I massacri nelle chiese, dichiara, “sono stati una tragedia devastante. Essi sono avvenuti pochi giorni prima delle celebrazioni per il decimo anniversario della fine della guerra civile, su cui tutti eravamo concentrati”. All’indomani della carneficina, costata la vita a 257 persone, “le persone erano senza speranza. Ripetevano con ossessione: ‘Perchè è accaduto tutto questo? Ho perso la mia famiglia, non voglio svegliarmi la mattina. Non ho bisogno di andare in chiesa. Dio non esiste’”. “Ci stiamo impegnando molto – aggiunge – nel ricostruire la fiducia tra le persone, le relazioni interreligiose andate in frantumi. Ci sono ferite fisiche che dobbiamo curare, ma anche mentali e psicologiche, che sono ancora più difficili da superare”.
Di fronte alla disumana tragedia, la Caritas ha risposto in maniera immediata, facendosi carico dell’assistenza a feriti e sopravvissuti, cattolici e protestanti. Alcuni risultati sono già visibili: “Abbiamo creato un desk di pastorale psico-sociale con volontari che forniscono sostegno legale e psicologico. Poi vogliamo attivare programmi di breve e lungo periodo per garantire i mezzi di sostentamento, l’educazione, l’assistenza medica”.
I numeri sono elevati: almeno 150 persone tra i parenti delle vittime e altre 600 famiglie per coloro che sono rimasti feriti. Per quanto riguarda il finanziamento, “possiamo contare sull’ombrello della famiglia Caritas e sui partner cattolici. Ma vorremmo creare legami tra i benefattori e le famiglie colpite, con i primi che diventino sponsor dei secondi per alcuni anni. Finora abbiamo raccolto l’adesione di un buon numero di famiglie; ci resta da creare il network per coordinare tutto questo”.

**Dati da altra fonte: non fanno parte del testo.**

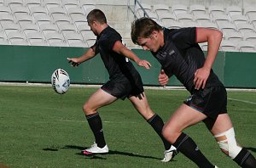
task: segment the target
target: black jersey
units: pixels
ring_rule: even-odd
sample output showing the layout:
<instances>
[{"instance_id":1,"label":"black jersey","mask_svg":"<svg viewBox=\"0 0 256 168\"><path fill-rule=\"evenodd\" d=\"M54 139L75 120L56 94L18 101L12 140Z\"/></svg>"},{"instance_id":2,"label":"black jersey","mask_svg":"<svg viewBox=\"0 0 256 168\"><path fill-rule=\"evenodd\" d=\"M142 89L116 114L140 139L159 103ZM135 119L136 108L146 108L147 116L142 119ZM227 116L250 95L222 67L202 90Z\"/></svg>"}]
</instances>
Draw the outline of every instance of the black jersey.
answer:
<instances>
[{"instance_id":1,"label":"black jersey","mask_svg":"<svg viewBox=\"0 0 256 168\"><path fill-rule=\"evenodd\" d=\"M196 28L166 29L164 28L165 44L153 55L162 65L165 73L176 77L191 93L194 91L194 77L197 69L205 62L203 51L196 41ZM222 86L218 76L211 70L206 87Z\"/></svg>"},{"instance_id":2,"label":"black jersey","mask_svg":"<svg viewBox=\"0 0 256 168\"><path fill-rule=\"evenodd\" d=\"M100 53L104 65L109 74L110 80L128 80L131 84L137 84L140 78L132 63L125 56L113 51L113 47L117 41L122 42L121 36L113 28L108 26L99 36L96 42L96 53Z\"/></svg>"}]
</instances>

Oltre ai cattolici, la Caritas sta aiutando la comunità protestante di Batticaloa dove si trova la Zion Church, una delle chiese colpite (v. foto). P. Mahendra afferma: “Il 24 maggio alcuni di noi sono andati lì a distribuire fondi. Ad ogni famiglia abbiamo consegnato 50mila rupie [283 euro]. I cattolici di Colombo sono già coperti, grazie ad una somma di denaro raccolta dal card. Malcolm Ranjth e consegnata a Caritas-Sedec [ufficio di Colombo]. Il cardinale ha dato a noi solidarietà e noi l’abbiamo portata ai cristiani di Batticaloa”.

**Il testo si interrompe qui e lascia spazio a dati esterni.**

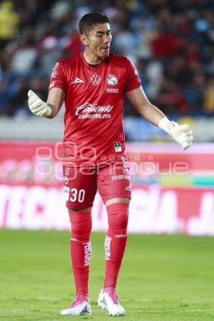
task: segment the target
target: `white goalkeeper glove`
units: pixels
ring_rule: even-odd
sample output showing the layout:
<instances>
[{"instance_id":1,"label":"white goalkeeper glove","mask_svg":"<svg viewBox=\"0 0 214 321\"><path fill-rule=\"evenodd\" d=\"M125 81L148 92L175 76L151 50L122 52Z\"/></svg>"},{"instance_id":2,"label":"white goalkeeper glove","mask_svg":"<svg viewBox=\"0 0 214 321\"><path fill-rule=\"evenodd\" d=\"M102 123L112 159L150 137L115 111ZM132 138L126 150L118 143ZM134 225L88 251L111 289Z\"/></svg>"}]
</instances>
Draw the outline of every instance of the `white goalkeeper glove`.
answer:
<instances>
[{"instance_id":1,"label":"white goalkeeper glove","mask_svg":"<svg viewBox=\"0 0 214 321\"><path fill-rule=\"evenodd\" d=\"M29 106L31 111L34 115L41 117L48 117L51 113L51 108L43 101L40 98L31 90L28 92Z\"/></svg>"},{"instance_id":2,"label":"white goalkeeper glove","mask_svg":"<svg viewBox=\"0 0 214 321\"><path fill-rule=\"evenodd\" d=\"M188 148L192 145L193 141L193 132L188 125L179 125L178 123L170 121L166 117L164 117L160 121L158 126L179 143L183 150Z\"/></svg>"}]
</instances>

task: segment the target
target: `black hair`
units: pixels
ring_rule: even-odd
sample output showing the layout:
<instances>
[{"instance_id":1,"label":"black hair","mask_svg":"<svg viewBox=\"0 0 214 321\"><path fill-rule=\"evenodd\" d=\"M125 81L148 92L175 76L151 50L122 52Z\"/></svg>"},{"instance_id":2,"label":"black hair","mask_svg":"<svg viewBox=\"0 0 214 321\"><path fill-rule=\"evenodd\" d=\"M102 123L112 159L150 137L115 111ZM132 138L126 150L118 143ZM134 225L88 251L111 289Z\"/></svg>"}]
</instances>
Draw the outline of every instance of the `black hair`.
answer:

Infine, un ultimo pensiero proprio ai cristiani e ai musulmani che vivono nella parte orientale dell’isola: “È da lì, dalla frazione di Kattankudi, che provenivano i fondamentalisti del National Thowheed Jamath autori dalla strage. Tutti sanno che negli ultimi anni in quella zona si è diffusa l’ideologia radicale, con legami non solo con lo Stato islamico, ma anche con i predicatori provenienti dall’Arabia Saudita. Da parte del governo c’è stata una completa negligenza. Allo stesso tempo però, c’è bisogno che i leader musulmani comprendano il valore della riconciliazione nazionale e della pace, abbandonando una mentalità troppo concentrata su di sé che tende a non integrarsi”. “Noi – conclude – faremo di tutto per riportare i nostri fratelli musulmani al tavolo del dialogo”.